The order of an operation refers to the amount of time an operation takes to complete. As a general rule, an algorithm runs with constant time if it works on a single piece of data.
On the other hand, the order of an operation can vary greatly when dealing with collections.
1. Constant Time – O(1)
O(1) operations always take approximately the same amount of time, regardless of the size of a collection.
1.1 Array
Accessing an element in an array is a constant time operation, since the index is just an offset to the start of the array.
public int GetValueAtLocation(int[] arr, int index) { // Bounds checking if (arr == null) throw new ArgumentNullException(); if (index < 0 || index >= arr.Length) throw new ArgumentException(); // This operation runs with constant time return arr[index]; } |
1.2 Hashtable
Retrieving a value from a hashtable using a key can be done in almost linear time, depending in the implementation of the hashtable.
The time of retrieval depends on how well the hash key is implemented for the type being used as a key.
2. Log Time – O (Log(N))
Some operations take the log of the number of items to perform.
2.1 Binary Search
Binary search is used to find an item in a sorted array.

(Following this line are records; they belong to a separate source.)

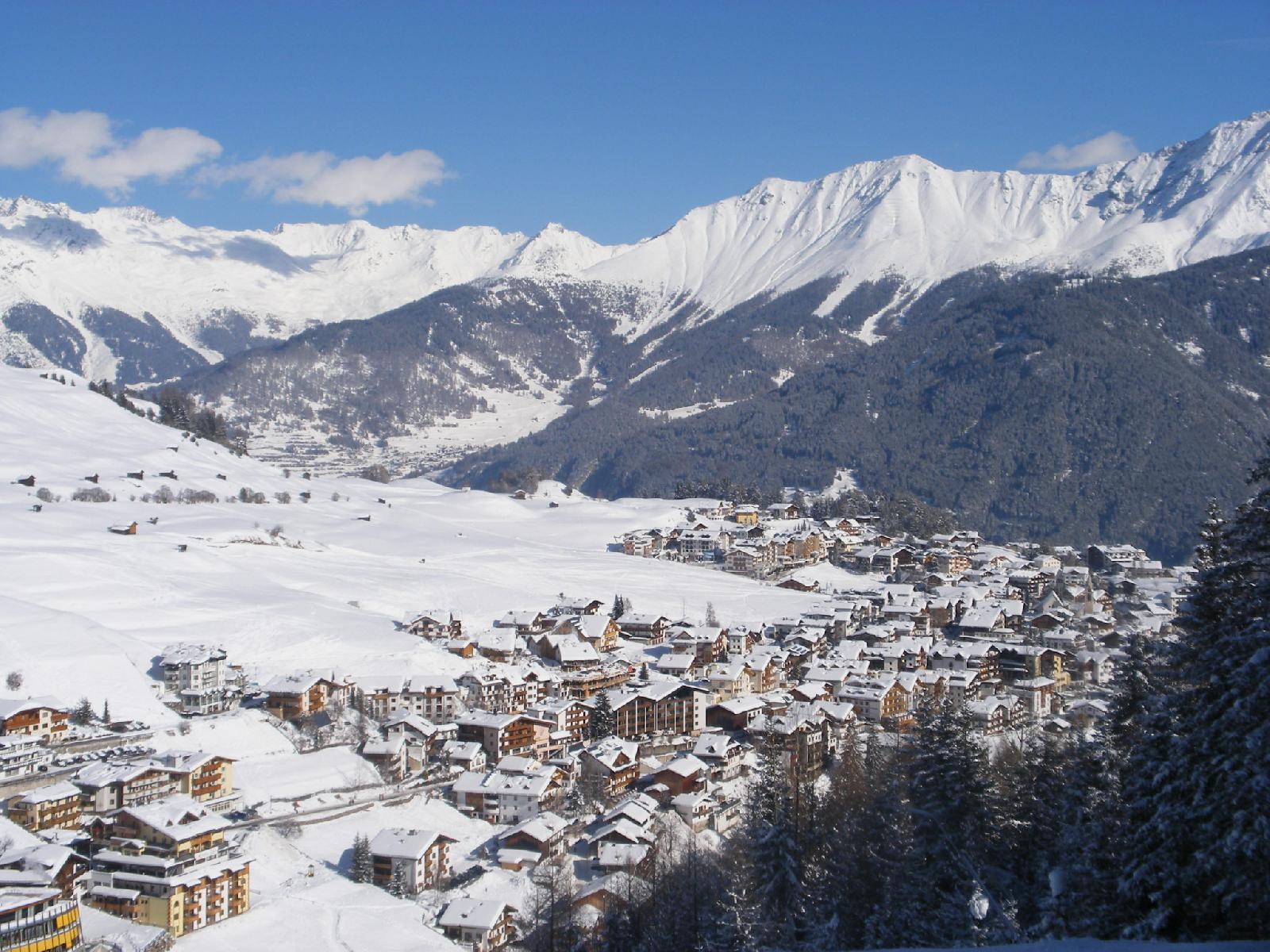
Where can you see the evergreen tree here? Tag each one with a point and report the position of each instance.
(603, 721)
(83, 712)
(364, 863)
(1086, 899)
(1199, 854)
(772, 838)
(398, 885)
(948, 799)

With binary search, we half the number of elements we need to search during every iteration.
- /// <summary>
- /// Using binary search, find smallest int in array
- /// that has been sorted and rotated an unknown number of times.
- /// <example>
- /// arr = {93, 105, 124, 7, 23, 45, 87}
- /// returned index is 3
- /// </example>
- /// </summary>
- static int FindSortedArrayRotation(int[] arr)
- {
- if (arr == null) throw new ArgumentNullException();
- if (arr.Length == 0) throw new ArgumentException();
- int left = 0;
- int right = arr.Length - 1;
- int center = right / 2;
- if (arr[left] <= arr[right]) return 0;
- while (true)
- {
- if (left + 1 == right)
- {
- if (arr[left] < arr[right])
- {
- return left;
- }
- else
- {
- return right;
- }
- }
- else if (arr[left] > arr[center])
- {
- left = center;
- }
- else
- {
- right = center;
- }
- center = (right - left) / 2 + left;
- }
- }
3. Linear Time O(N)
The amount of time an O(N) operations takes place is proportional to the number of elements the algorithm is working on.
3.1 Search Unsorted Array
To search an unsorted array, we need to go through all the elements one at a time until we find what we are looking for.

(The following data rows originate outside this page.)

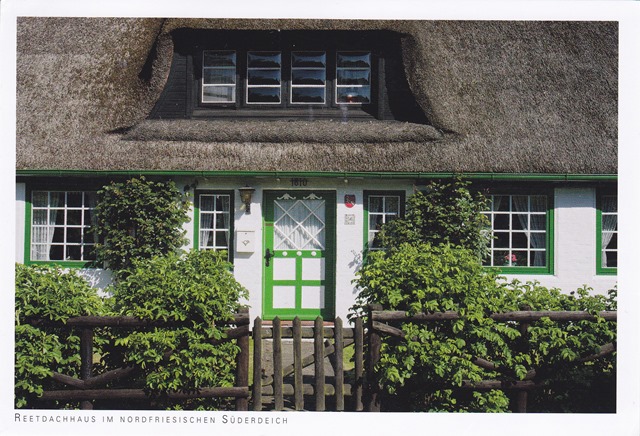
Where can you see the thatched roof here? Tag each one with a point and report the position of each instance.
(499, 96)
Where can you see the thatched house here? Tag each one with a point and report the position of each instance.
(332, 124)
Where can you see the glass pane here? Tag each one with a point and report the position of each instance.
(354, 59)
(207, 203)
(501, 240)
(263, 59)
(354, 77)
(74, 235)
(610, 259)
(218, 94)
(317, 59)
(74, 217)
(519, 240)
(40, 199)
(88, 252)
(538, 222)
(307, 95)
(392, 205)
(74, 199)
(206, 221)
(219, 76)
(308, 77)
(219, 59)
(501, 222)
(73, 252)
(56, 252)
(354, 94)
(263, 95)
(538, 203)
(264, 77)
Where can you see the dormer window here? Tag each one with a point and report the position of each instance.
(287, 74)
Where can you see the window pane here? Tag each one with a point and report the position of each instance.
(308, 77)
(375, 204)
(354, 77)
(263, 59)
(354, 94)
(308, 59)
(74, 199)
(307, 95)
(219, 76)
(219, 59)
(264, 77)
(392, 205)
(263, 95)
(218, 94)
(354, 59)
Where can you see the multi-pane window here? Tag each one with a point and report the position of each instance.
(264, 77)
(308, 77)
(282, 78)
(519, 224)
(219, 76)
(608, 224)
(381, 208)
(214, 221)
(61, 226)
(353, 77)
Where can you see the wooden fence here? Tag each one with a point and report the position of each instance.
(89, 387)
(328, 343)
(379, 324)
(286, 384)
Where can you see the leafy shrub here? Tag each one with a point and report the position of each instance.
(444, 212)
(139, 219)
(198, 290)
(50, 293)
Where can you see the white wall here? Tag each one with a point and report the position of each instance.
(574, 242)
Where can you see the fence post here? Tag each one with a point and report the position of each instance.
(277, 365)
(359, 364)
(318, 352)
(242, 368)
(375, 342)
(297, 364)
(257, 364)
(521, 402)
(86, 360)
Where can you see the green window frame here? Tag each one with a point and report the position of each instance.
(58, 226)
(213, 221)
(380, 207)
(522, 230)
(606, 233)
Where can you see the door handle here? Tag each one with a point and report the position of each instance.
(267, 256)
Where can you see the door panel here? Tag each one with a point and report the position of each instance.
(299, 251)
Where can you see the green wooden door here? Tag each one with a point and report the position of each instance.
(299, 254)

- public int Search(int[] arr, int val)
- {
- for (int i = 0; i < arr.Length; i++)
- {
- if (arr[i] == val)
- return i;
- }
- return -1;
- }
The important point about the above method is that the ‘for’ loop goes through the array once.

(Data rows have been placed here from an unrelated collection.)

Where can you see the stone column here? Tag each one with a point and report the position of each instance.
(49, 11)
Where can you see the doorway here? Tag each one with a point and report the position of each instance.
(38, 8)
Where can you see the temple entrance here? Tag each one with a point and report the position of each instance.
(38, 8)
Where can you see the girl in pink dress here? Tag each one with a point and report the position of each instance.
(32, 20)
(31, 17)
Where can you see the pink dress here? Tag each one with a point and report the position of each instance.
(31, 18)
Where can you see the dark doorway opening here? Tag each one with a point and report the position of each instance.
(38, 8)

3.2 Perform operation on all elements
By nature this is a linear operation.
- public void DoSomething(int[] arr)
- {
- // Do setup
- for (int i = 0; i < arr.Length; i++)
- {
- // Do something
- }
- // Do cleanup
- }
4. Non-linear Time O(N2)
With O(N2) time, we go through the array once for every element in the array (worse case).
- public void BubbleSort(int[] arr)
- {
- for (int i = 0; i < arr.Length - 1; i++)
- {
- for (int j = i + 1; j < arr.Length; j++)
- {
- if (arr[i] > arr[j])
- {
- int t = arr[i];
- arr[i] = arr[j];
- arr[j] = t;
- }
- }
- }
- }
Note: We know that it is O(N2) because we have two embedded for loops. The order of operation is just the number of embedded loops.
5. Non-linear Time O(Nm)
Here is a trick question. What is the Big O of this operation?
- public void DoSomething(int[] arr)
- {
- // Do setup
- // loop 1
- for (int i = 0; i < arr.Length; i++)
- {
- // loop 2
- for (int j = 0; j < arr.Length; j++)
- {
- DoAction1();
- }
- // loop 3
- for (int j = 0; j < arr.Length; j++)
- {
- // loop 4
- for (int j = 0; j < arr.Length; j++)
- {
- DoAction2();
- }
- }
- }
- // Do cleanup
- }
Since we have loop 1, that means we are dealing with a linear operation (at least). Loop 2 is embedded in loop 1, so now we have an O(N2) operation (at least).
The operation also has loop 3. Loop 2 and 3 are side by side, so they don’t affect the order of the operation. It is still O(N2) for now.
For loop 1,2 the order of operation is O(N2).
For loop 1,3,4 the order of operation is O(N3).
The higher order for the second one wins and the overall order of the method becomes O(N3).
Keep in mind that the order of operation for DoAction1 and DoAction2 must be taken into account. The order of operation of all embedded operations must be multiplied.
For the above DoAction1 and DoAction2, we had assumed the operation was in constant time. Now let’s assume the order for DoAction1 is O(N3) and order for DoAction2 is O(N1).
When we do this, loop 1,2 becomes 2 + 3 = 5, or O(N5).
Loop 1,2 becomes 3 + 1 = 4, or O(N4).
The first one wins now and the order of operation now becomes O(N5).